At the time of reporting, however, neither the diamond processing nor the jewelry retail industry has anything in place to boost sales this Diwali. The question most industry watchers are asking is, despite the lowering of diamond prices and the strong rupee, will retailers be able to sell diamond jewelry this festive season in sufficient quantities? There is still a great deal of economic uncertainty and India’s growth rate has been significantly lowered by both the government as well as external rating agencies.
AGGRESSIVE PROMOTION BY OTHER PRODUCTS
A range of other product categories is also gearing up to make a splash this Diwali by not only keeping prices down to previous levels, but also offering freebies and discounts to ensure sales. Consumer electronics and white goods makers like Panasonic, Samsung, Whirlpool, Godrej and Videocon are all readying strong sales promotion schemes for Diwali, which typically accounts for some 40 percent of their annual sales.
Importantly, these firms have all announced that they will maintain prices at current levels despite a strong appreciation in the price of input materials. So far, only the Gitanjali Group from the gem and jewelry industry has readied similar plans. Gitanjali is reportedly also planning to maintain the price points on their existing ranges – by reducing the gold content in them.
For the gem and jewelry industry, the need to move away from the purely economic, investment-oriented model is emphasised by the fact that gold industry analysts are reporting a surge in the recycling of gold in the country. A big factor in this has been this year’s poor agricultural output.

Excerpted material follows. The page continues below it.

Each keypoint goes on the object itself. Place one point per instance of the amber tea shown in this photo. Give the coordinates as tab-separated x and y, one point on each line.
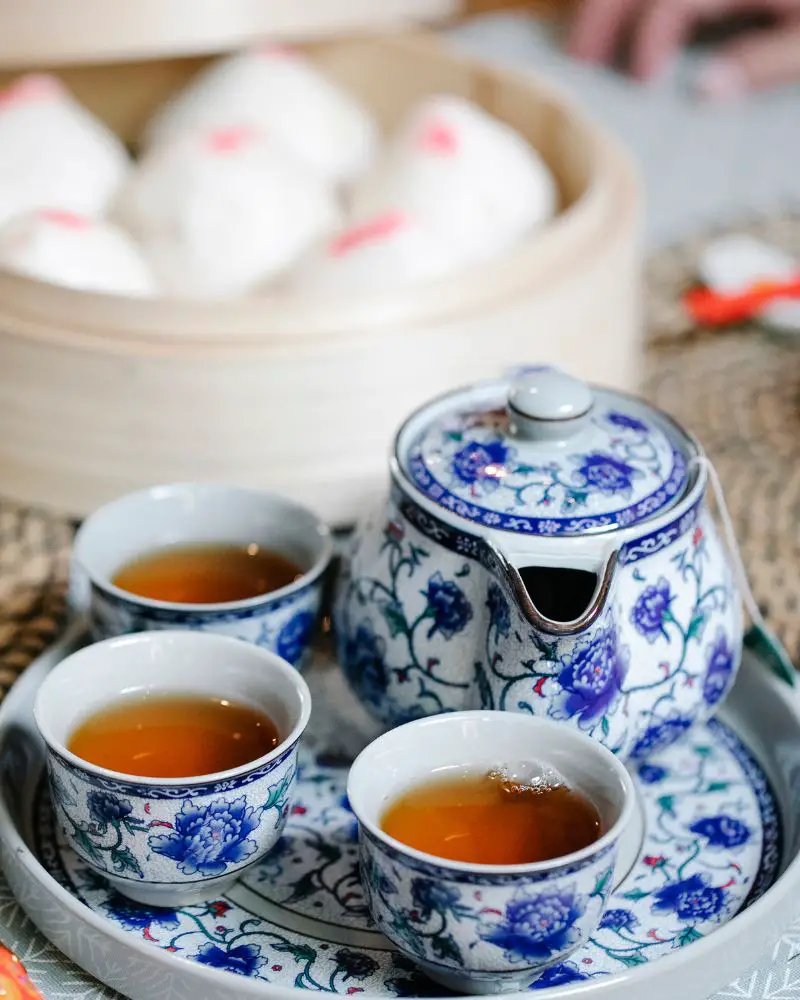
174	736
206	574
489	819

This means that the rural population, which is by far the country’s biggest gold accumulator, does not have the economic wherewithal to acquire new gold and will thus most liquidate its already held gold – everything from coins and bars to old jewelry.

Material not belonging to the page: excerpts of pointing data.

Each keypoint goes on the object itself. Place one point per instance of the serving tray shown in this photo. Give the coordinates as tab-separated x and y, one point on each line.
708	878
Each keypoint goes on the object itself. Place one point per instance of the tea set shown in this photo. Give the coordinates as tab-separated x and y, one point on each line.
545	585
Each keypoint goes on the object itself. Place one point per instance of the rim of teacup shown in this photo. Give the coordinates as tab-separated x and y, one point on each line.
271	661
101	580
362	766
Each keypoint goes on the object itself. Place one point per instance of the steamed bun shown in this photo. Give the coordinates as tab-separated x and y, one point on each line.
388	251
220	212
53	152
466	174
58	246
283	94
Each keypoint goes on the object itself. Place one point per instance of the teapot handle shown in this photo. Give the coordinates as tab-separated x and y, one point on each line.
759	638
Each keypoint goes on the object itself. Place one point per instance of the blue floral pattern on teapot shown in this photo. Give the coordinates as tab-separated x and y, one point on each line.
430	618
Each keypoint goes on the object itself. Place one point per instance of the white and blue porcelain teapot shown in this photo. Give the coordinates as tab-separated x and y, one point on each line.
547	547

Also, the 4 percent import duty on the import of primary gold has meant that the price of the yellow metal has shot up to breathless heights, thus further reducing consumer appetite for the acquisition of new gold.
All of this means that jewelry retailers are now presented with fewer opportunities to sell consumers new product – which offers the best margins – and reduces them to low-cost value-addition in the re-fabrication market.
“If jewelry were to be an object of desire like a new tablet computer or some other technological product that catches the consumer’s fancy, it wouldn’t have to contend with such issues,” says the Zaveri Bazaar wholesaler, who is uncertain about this year’s Diwali sales despite what appear to be clearly encouraging economic signs. “The debate about whether or not we should all pitch in for an industry-wide promotional effort to infuse our product with emotion will be amplified this Diwali,” he says.